Thanks for the advice guys.


----------



## Stimpy (Nov 1, 2008)

Birdy, even though you might have not known these people as your personal close friends, its pretty cool that you have enough compassion to feel the impact of the situation. I think it is disturbing to see things fail so quickly and so tragically. Unfortunately, it happens everywhere. People cheat, people lie, people do drugs, people ruin their lives. Leaving it or hopping on a train wont get you away from it. I guess its the shock of reality that that shit can happen to us at any moment. Shit can happen to anyone at any moment. Inevitable. It hurts to accept, but I guess we dont have a choice really. 

And to those that lie about being close to someone so they can connect to tragedy, I have no idea why someone would want someone to pity them. But I've seen people do it too.

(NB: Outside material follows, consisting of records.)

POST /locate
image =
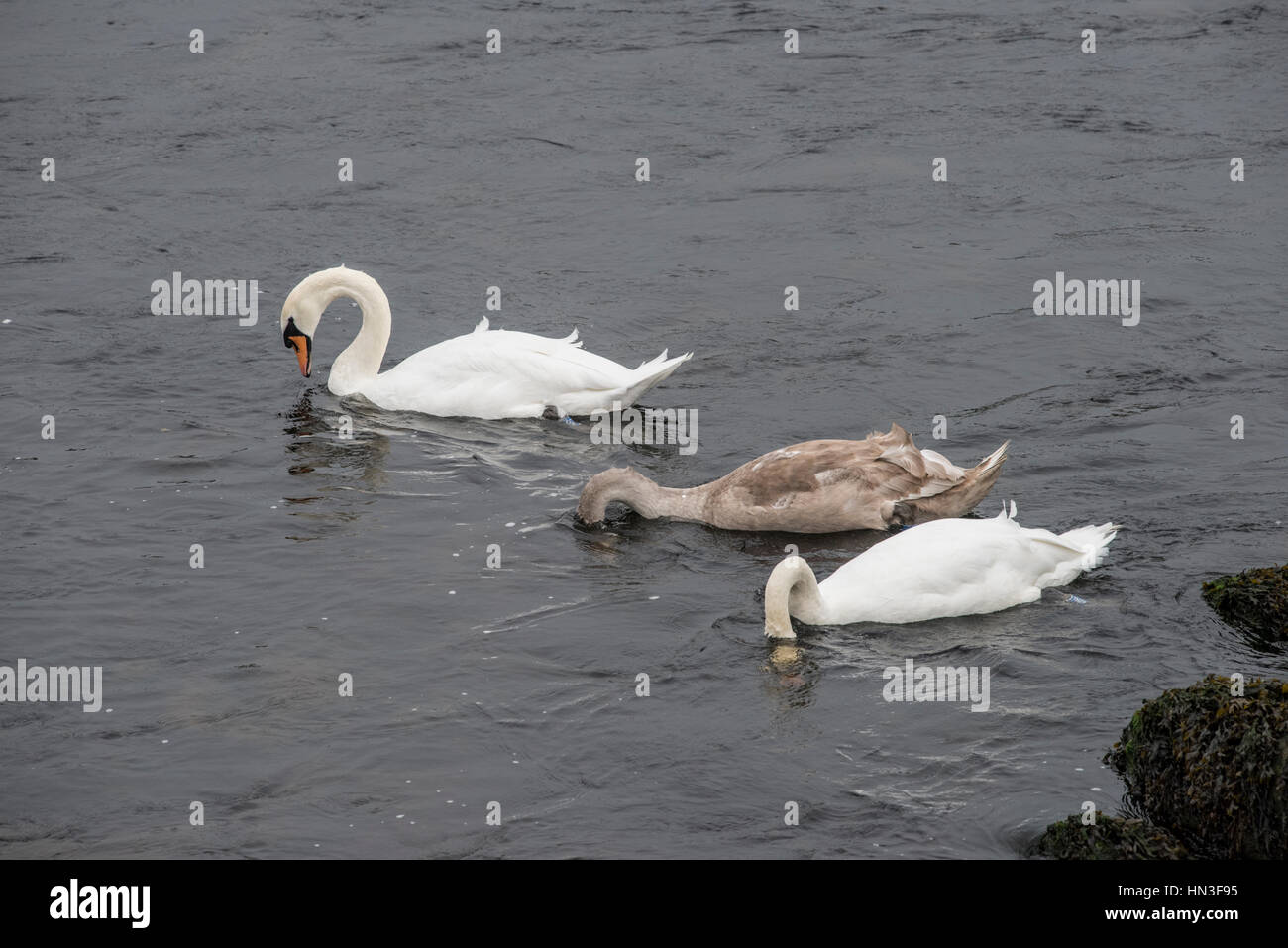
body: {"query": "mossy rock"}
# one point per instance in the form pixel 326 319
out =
pixel 1212 768
pixel 1254 600
pixel 1109 837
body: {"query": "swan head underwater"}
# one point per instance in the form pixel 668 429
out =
pixel 301 312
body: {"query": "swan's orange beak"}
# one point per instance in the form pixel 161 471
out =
pixel 301 353
pixel 303 346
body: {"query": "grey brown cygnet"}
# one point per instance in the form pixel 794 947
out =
pixel 812 487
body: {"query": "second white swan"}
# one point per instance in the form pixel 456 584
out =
pixel 934 571
pixel 485 373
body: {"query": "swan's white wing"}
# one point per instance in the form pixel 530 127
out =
pixel 949 569
pixel 502 373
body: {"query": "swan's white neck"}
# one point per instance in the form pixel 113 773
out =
pixel 793 590
pixel 361 361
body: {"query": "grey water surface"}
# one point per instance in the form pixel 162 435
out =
pixel 368 557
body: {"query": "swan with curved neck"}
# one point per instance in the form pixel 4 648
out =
pixel 934 571
pixel 487 373
pixel 812 487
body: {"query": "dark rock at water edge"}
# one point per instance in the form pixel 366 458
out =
pixel 1254 600
pixel 1212 767
pixel 1109 837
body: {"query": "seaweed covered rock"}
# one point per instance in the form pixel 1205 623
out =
pixel 1111 837
pixel 1212 767
pixel 1254 600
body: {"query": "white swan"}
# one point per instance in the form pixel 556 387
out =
pixel 484 373
pixel 932 571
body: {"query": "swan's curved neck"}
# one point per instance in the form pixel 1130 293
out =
pixel 636 491
pixel 361 361
pixel 793 590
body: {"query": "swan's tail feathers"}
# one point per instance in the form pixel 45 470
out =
pixel 975 485
pixel 1094 544
pixel 651 373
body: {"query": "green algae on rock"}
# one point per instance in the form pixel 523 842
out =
pixel 1109 837
pixel 1254 600
pixel 1211 767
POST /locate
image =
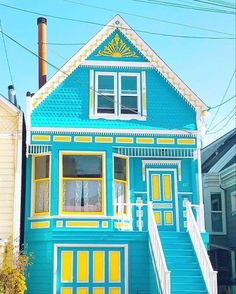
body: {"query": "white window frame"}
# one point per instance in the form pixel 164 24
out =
pixel 117 96
pixel 233 202
pixel 209 211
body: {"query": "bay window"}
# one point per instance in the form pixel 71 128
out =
pixel 82 183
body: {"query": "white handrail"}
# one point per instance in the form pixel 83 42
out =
pixel 209 275
pixel 158 254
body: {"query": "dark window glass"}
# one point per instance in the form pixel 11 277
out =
pixel 120 168
pixel 42 167
pixel 82 166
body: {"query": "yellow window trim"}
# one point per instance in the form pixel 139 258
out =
pixel 34 181
pixel 102 154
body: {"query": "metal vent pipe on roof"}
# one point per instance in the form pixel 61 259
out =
pixel 42 50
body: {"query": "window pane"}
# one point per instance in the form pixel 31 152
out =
pixel 119 196
pixel 216 222
pixel 42 196
pixel 82 196
pixel 106 84
pixel 106 104
pixel 120 168
pixel 42 167
pixel 82 166
pixel 128 85
pixel 216 202
pixel 129 104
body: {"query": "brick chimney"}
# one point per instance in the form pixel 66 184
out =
pixel 42 50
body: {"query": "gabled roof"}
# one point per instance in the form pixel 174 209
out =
pixel 118 23
pixel 220 154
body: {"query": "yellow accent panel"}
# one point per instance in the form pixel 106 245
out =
pixel 61 138
pixel 165 141
pixel 40 225
pixel 83 139
pixel 114 290
pixel 157 217
pixel 98 291
pixel 41 138
pixel 168 218
pixel 75 224
pixel 66 266
pixel 155 188
pixel 145 140
pixel 186 141
pixel 124 140
pixel 167 187
pixel 82 291
pixel 66 290
pixel 114 266
pixel 83 266
pixel 103 139
pixel 98 266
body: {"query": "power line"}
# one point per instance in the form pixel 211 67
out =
pixel 106 97
pixel 6 54
pixel 183 6
pixel 112 26
pixel 219 105
pixel 226 91
pixel 147 17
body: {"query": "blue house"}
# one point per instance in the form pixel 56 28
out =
pixel 114 197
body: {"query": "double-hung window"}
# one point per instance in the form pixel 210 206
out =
pixel 82 183
pixel 118 95
pixel 41 184
pixel 120 184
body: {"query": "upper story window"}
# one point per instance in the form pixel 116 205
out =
pixel 41 185
pixel 117 95
pixel 82 183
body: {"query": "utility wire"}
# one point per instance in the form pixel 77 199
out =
pixel 112 26
pixel 106 97
pixel 147 17
pixel 219 105
pixel 6 54
pixel 172 4
pixel 226 91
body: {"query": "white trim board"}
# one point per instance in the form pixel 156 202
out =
pixel 118 23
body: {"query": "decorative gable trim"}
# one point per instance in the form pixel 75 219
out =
pixel 118 23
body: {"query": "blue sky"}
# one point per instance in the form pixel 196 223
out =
pixel 206 66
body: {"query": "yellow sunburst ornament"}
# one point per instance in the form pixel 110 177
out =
pixel 117 48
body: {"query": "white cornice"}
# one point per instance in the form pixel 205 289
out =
pixel 118 23
pixel 113 131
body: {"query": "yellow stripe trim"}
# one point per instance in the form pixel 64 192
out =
pixel 81 139
pixel 98 266
pixel 145 140
pixel 82 291
pixel 61 138
pixel 40 225
pixel 66 266
pixel 124 140
pixel 103 139
pixel 83 266
pixel 186 141
pixel 167 187
pixel 165 141
pixel 114 266
pixel 155 188
pixel 74 224
pixel 41 138
pixel 66 290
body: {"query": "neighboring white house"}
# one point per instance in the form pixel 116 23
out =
pixel 11 132
pixel 219 184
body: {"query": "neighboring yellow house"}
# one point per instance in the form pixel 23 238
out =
pixel 11 130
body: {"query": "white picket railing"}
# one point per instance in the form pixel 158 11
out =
pixel 209 275
pixel 158 254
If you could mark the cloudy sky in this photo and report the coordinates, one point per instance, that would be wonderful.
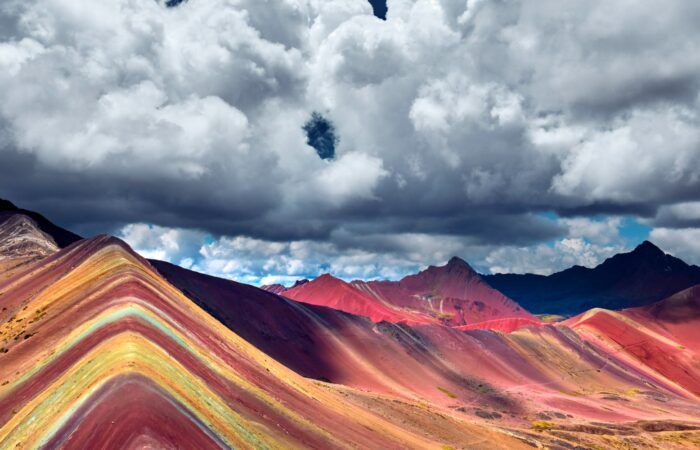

Its hard not to want to punch them in the face.


----------



## katiehabits (Nov 3, 2008)

man that's life. everyday people die or go to jail or get cheated. & that's why those of us fight the system that forces us to do these things. just try to make the best out of everything & blow peoples minds by telling them how different we can make this world.


----------



## Deleted member 13433 (Sep 18, 2015)

Skiptown, that has got to be some of the heaviest stuff I have ever read.... I hope you are today ok, and Birdy, it does not get any easier as one grows older in age, the trick is accepting that life is not always beautiful, but knowing that in fact it can be down right awful.

I'm truly sorry you have experienced what you have, and I'd by lying if I said I know how you feel because only you know how you feel.... but keep in mind that your personal experiences may someday be able to help somebody out in a similar situation further down the road.
(((((hugs)))))


----------